Figure 4 shows the mean number of sessions (along with the standard deviation) that occurred before the data revealed any change in performance (i.e., the first nonzero point) during initial acquisition when examining data from the first trial, the first three trials, and all trials. The mean number of sessions was 8.6 (range, 2 to 21 sessions) for the first-trial data, 6.8 (range, 2 to 17 sessions) for the three-trial data, and 4.7 (range, 1 to 14 sessions) for the continuous data. This specific pattern (i.e., a negative relation between the frequency of data collection and the mean number of sessions across the three data methods) was observed for 58% of targets. Moreover, the first-trial data required a greater number of sessions to reveal a change in performance compared to the continuous data for nearly all of the targets (96%), and this difference was somewhat substantial. The instructors had conducted more than twice the number of sessions, on average, before the first-trial data showed any change in responding than before the all-trial data showed any change in responding. These findings indicate that the continuous data were more sensitive to change than the discontinuous data, particularly the first-trial data.

Figure 4.

Figure 4

Mean number of sessions before the first nonzero point when examining the first-trial, three-trial, and all-trial data for the 24 targets. The narrow bars show the standard deviation for each.

Question #3: What Is the Sensitivity of Specific Versus Nonspecific Recording to Changes in the Learner's Performance During Initial Acquisition?

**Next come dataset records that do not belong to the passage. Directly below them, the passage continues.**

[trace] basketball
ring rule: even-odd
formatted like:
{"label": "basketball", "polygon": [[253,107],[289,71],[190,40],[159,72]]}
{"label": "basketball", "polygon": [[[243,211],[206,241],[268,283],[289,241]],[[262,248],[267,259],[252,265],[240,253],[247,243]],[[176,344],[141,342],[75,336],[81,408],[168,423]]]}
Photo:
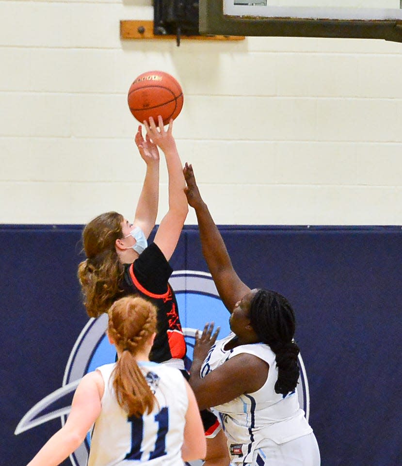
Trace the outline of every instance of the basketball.
{"label": "basketball", "polygon": [[140,123],[152,116],[158,125],[161,115],[163,124],[176,118],[183,107],[183,91],[175,78],[163,71],[147,71],[131,85],[128,98],[130,111]]}

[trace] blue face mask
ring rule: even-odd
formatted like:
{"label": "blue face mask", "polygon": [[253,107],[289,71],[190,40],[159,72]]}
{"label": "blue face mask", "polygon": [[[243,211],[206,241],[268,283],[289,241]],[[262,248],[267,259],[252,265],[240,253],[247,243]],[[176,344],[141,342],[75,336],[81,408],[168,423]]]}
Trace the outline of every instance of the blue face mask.
{"label": "blue face mask", "polygon": [[134,246],[131,246],[131,247],[132,247],[136,252],[138,253],[139,254],[141,254],[147,246],[148,246],[148,242],[146,241],[146,238],[145,237],[145,235],[144,234],[144,232],[139,226],[136,226],[135,228],[131,230],[129,235],[128,235],[124,237],[127,238],[129,236],[132,236],[134,239],[135,240],[135,244]]}

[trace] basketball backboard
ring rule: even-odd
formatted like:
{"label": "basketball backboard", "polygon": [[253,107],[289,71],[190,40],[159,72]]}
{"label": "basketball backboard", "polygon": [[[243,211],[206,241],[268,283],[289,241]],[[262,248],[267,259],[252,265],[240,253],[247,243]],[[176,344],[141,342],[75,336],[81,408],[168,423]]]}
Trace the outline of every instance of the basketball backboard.
{"label": "basketball backboard", "polygon": [[402,42],[402,0],[199,0],[202,34]]}

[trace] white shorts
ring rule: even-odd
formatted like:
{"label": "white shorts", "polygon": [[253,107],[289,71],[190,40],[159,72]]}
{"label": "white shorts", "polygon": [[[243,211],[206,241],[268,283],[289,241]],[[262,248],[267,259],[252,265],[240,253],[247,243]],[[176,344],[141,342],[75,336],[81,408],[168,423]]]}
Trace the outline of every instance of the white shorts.
{"label": "white shorts", "polygon": [[[280,445],[265,440],[263,448],[257,450],[254,463],[247,466],[320,466],[320,450],[315,435],[312,432]],[[242,463],[241,463],[242,465]],[[231,466],[238,466],[232,463]]]}

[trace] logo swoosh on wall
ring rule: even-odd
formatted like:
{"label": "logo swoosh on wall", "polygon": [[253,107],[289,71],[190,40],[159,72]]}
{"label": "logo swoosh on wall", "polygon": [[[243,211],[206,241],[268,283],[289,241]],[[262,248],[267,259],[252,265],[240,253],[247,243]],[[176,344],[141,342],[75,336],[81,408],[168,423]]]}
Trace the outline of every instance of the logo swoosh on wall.
{"label": "logo swoosh on wall", "polygon": [[52,419],[60,418],[64,415],[68,414],[71,409],[71,406],[60,408],[40,416],[41,413],[55,402],[63,398],[66,395],[74,391],[80,380],[80,379],[78,380],[75,380],[64,386],[58,388],[32,406],[18,422],[14,431],[14,434],[17,435],[19,434],[25,432],[25,431],[29,430],[32,427],[40,425],[41,424],[44,424]]}

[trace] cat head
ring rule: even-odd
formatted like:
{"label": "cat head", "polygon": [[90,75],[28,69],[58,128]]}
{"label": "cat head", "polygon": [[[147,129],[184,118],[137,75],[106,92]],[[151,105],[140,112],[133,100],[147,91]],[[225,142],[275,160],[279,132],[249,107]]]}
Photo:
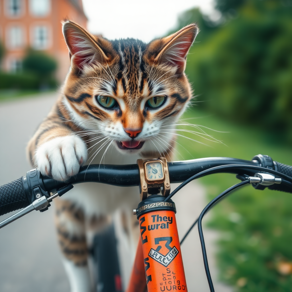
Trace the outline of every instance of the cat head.
{"label": "cat head", "polygon": [[184,70],[197,25],[148,44],[109,40],[69,21],[63,31],[71,62],[63,94],[74,122],[124,154],[166,151],[192,97]]}

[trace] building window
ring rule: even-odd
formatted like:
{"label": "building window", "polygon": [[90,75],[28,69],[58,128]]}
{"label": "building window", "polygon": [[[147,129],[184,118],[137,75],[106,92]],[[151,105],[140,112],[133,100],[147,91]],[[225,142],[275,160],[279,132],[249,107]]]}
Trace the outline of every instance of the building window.
{"label": "building window", "polygon": [[9,69],[11,72],[19,72],[22,69],[22,62],[19,59],[13,59],[10,60]]}
{"label": "building window", "polygon": [[35,16],[44,17],[47,15],[51,10],[50,0],[29,0],[29,11]]}
{"label": "building window", "polygon": [[35,27],[33,30],[32,46],[36,50],[45,50],[49,44],[48,29],[46,26]]}
{"label": "building window", "polygon": [[23,31],[20,26],[10,27],[8,30],[8,42],[9,48],[18,49],[23,45]]}
{"label": "building window", "polygon": [[8,12],[11,16],[17,16],[21,13],[21,0],[8,0]]}

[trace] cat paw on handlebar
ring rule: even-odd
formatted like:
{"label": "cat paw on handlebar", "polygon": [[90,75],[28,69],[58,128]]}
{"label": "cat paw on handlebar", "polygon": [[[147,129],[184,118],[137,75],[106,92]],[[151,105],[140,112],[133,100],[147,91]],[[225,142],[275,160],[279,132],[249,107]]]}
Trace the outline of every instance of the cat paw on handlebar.
{"label": "cat paw on handlebar", "polygon": [[86,144],[75,135],[58,137],[44,143],[38,148],[35,157],[42,175],[62,181],[78,173],[87,158]]}

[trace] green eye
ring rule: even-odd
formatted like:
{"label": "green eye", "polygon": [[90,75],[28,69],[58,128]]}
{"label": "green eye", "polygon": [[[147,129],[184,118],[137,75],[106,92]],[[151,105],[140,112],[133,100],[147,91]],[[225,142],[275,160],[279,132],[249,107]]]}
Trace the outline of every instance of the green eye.
{"label": "green eye", "polygon": [[96,98],[98,102],[106,108],[112,108],[116,105],[116,100],[110,96],[98,95],[96,97]]}
{"label": "green eye", "polygon": [[165,97],[163,95],[161,95],[158,96],[154,96],[149,98],[147,100],[147,103],[150,107],[155,109],[162,105],[165,100]]}

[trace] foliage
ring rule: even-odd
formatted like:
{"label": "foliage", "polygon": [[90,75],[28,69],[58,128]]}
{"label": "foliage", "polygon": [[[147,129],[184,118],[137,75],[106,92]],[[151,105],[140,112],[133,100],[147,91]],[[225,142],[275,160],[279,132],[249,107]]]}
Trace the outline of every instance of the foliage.
{"label": "foliage", "polygon": [[37,89],[39,79],[33,74],[0,72],[0,88]]}
{"label": "foliage", "polygon": [[[187,123],[195,121],[208,128],[227,131],[219,133],[204,128],[207,133],[224,144],[215,144],[184,132],[186,137],[207,146],[188,143],[187,139],[180,137],[178,148],[182,157],[175,160],[227,156],[250,160],[260,153],[292,165],[291,147],[277,143],[269,133],[259,134],[254,128],[230,123],[199,111],[201,104],[195,104],[184,115],[182,122],[186,119]],[[206,186],[210,200],[239,182],[234,175],[226,174],[212,175],[201,180]],[[248,185],[213,208],[208,225],[221,231],[217,262],[221,280],[240,292],[291,291],[291,194],[256,190]]]}
{"label": "foliage", "polygon": [[51,76],[57,68],[57,62],[52,57],[38,51],[29,50],[22,62],[25,70],[33,72],[43,78]]}
{"label": "foliage", "polygon": [[[292,1],[216,3],[223,16],[237,9],[234,17],[214,28],[197,14],[189,19],[201,22],[199,37],[208,35],[188,57],[186,72],[201,95],[197,99],[208,101],[203,105],[208,110],[292,142]],[[180,19],[179,27],[186,24]]]}
{"label": "foliage", "polygon": [[[0,72],[0,89],[39,89],[41,87],[43,82],[33,73]],[[46,82],[47,87],[55,87],[56,81],[53,78],[48,78]]]}

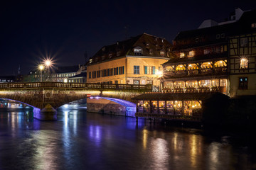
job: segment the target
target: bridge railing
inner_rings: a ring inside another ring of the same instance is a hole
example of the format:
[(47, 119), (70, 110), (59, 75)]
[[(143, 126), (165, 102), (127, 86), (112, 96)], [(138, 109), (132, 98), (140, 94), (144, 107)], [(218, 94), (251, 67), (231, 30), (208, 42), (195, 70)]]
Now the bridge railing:
[(151, 85), (119, 84), (92, 84), (92, 83), (63, 83), (63, 82), (26, 82), (26, 83), (0, 83), (0, 89), (19, 88), (75, 88), (75, 89), (135, 89), (151, 90)]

For our final question, we wondered if recording the prompt level needed by the learner for trials with incorrect (unprompted) responses would improve the sensitivity of either the continuous, first-trial, or three-trial data. As noted previously, data collection methods that readily identify improvements in performance (or lack thereof) provide instructors with much-needed feedback about the adequacy of their teaching methods. To address this question, we calculated the mean prompt level required for each target in each session by assigning numerical scores for each prompt level based on the number and types of prompts used for the target (e.g., physical prompt = 4; model prompt = 3; partial model prompt = 2; gesture prompt = 1; no prompt = 0). If the therapist did not use a particular prompt level for a target (e.g., model prompts for motor imitation targets; gesture prompts for certain targets), the numerical scores reflected the number and types of prompts that the therapists actually used for that target. We then totaled these scores across all trials and divided this sum by the total number of trials with the target in the session (continuous, specific data). We calculated the mean prompt level required for each target across the first three trials of each session (discontinuous, specific data) by assigning numerical scores for each prompt level, totaling these scores, and dividing this sum by three. Finally, we examined the prompt level needed on the first trial of each session and assigned the appropriate numerical score for our first-trial only data (discontinuous, specific data).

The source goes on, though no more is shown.